Similar to Conquest, Hotwire instead has robbers racing to take control of marked cars acting as moving points. Once a player successfully hotwires a car, it’s on them to stay out of the enemy’s crosshairs in order to drain their tickets. The more cars controlled, the faster the drain. But be warned, you can’t just sit in one place, as cars have to keep moving in order to remain under your team’s control.
Once under a team’s control, other players can choose to spawn within the same vehicle. They can then just lean out and fire at pursuers, though I found this somewhat difficult when both vehicles were swerving fast. Furthermore, on more than one occasion, I found myself in a tough situation when the driver would unexpectedly bail out mid-pursuit.
As I mentioned before, there is some room for players who prefer good old-fashioned footwork. With the limited size of maps, players can try to anticipate a vehicle’s path and quickly manoeuvre through buildings to intercept.
In essence, a team of tactical police officers have to stop an armed group of robbers from getting away with the cash.
Robbers have three objectives: snatching both bags of money, fighting their way to the extraction point, and making sure the money gets away. It should be noted that both bags cannot be brought to the same extraction point. Barring the obvious risk of doing that, once a bag touches the rope lowered from the extraction helicopter, the rope is gone. For that reason, robbers can either split the team, or focus on one bag at a time.
The objective of the police is simply to intercept the bags of cash and recover them. To do this, your team will have to drop the bag handler and move closer to the bag, with recovery speed increased by having more teammates present. Not being able to recover the bag immediately was somewhat challenging, particularly even more so if the bag was dropped in the middle of a street.
In order to win the match, robbers must successfully get both bags away, while the cops win by preventing just that. To that end, robbers can keep returning to the vault if a bag was recovered, and just try again, up until the timer hits zero.
I must say that of the three, Heist very quickly became my favourite mode, as it was such a rush the whole way through. Despite no vehicles being present on the Bank Job map, its small size meant players could easily move about on foot. Furthermore, I also saw players making use of the zipline, adding a fast and easy way of moving from rooftop to street level.
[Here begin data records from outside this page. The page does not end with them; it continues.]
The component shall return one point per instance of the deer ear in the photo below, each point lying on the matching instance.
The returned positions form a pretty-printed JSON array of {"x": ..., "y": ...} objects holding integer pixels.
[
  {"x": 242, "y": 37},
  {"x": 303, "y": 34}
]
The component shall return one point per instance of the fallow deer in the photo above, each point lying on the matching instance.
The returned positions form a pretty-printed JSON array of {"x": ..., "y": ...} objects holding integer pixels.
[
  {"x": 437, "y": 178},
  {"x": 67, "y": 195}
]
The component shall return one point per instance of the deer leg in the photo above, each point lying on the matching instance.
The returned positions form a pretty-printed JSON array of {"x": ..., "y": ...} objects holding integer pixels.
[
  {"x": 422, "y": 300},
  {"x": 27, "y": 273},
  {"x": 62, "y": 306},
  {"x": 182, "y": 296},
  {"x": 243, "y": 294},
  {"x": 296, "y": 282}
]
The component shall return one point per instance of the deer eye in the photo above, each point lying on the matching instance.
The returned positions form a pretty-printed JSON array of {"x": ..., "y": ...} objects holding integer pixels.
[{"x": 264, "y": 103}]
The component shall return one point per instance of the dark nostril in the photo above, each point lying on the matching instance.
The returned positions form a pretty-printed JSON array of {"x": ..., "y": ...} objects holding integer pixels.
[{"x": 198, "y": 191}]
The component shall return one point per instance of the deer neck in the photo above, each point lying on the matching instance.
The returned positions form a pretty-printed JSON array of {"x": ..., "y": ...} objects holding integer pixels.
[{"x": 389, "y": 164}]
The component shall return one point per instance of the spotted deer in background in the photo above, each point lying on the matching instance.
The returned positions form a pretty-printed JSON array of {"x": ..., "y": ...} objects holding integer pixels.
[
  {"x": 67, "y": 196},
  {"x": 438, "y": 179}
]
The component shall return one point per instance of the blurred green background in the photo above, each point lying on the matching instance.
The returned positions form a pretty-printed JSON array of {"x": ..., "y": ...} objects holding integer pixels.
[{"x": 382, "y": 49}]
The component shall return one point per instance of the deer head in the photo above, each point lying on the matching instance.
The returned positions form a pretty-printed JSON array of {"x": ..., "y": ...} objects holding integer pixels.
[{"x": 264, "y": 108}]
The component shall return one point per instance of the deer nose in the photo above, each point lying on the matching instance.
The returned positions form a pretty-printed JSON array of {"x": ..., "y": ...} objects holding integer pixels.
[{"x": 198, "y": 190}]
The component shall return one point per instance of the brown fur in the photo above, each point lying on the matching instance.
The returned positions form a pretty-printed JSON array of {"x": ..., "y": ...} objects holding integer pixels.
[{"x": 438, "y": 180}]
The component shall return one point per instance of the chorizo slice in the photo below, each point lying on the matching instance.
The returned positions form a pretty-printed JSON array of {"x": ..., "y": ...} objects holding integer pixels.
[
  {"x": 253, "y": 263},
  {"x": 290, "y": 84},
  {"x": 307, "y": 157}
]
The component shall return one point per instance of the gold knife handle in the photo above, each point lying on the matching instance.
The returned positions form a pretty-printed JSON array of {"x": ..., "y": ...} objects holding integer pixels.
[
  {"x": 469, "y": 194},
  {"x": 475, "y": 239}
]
Over the course of my time previewing the beta, I found little moment for respite as there was always something happening. Whether it be the cars screeching around the corner or the desperate sprint to catch the fleeing robbers, there was rarely a dull moment in the game.
But on the rare occasion I did get to take in my surroundings, I noticed that the developers from Visceral had certainly put a lot of effort into every map, from extensive map interiors, right down to including little details like a box of donuts near a police truck.
I must also say that there was some opportunity for funny moments. Coming across an actual working elevator, I decided to ride it, only for my team to start spawning in the lift with me. As we were headed to an enemy-controlled rooftop, well… you can guess what happened.
Battlefield Hardline’s beta opens on February 3 and will run across all platforms until February 8. The game will officially be released on March 17.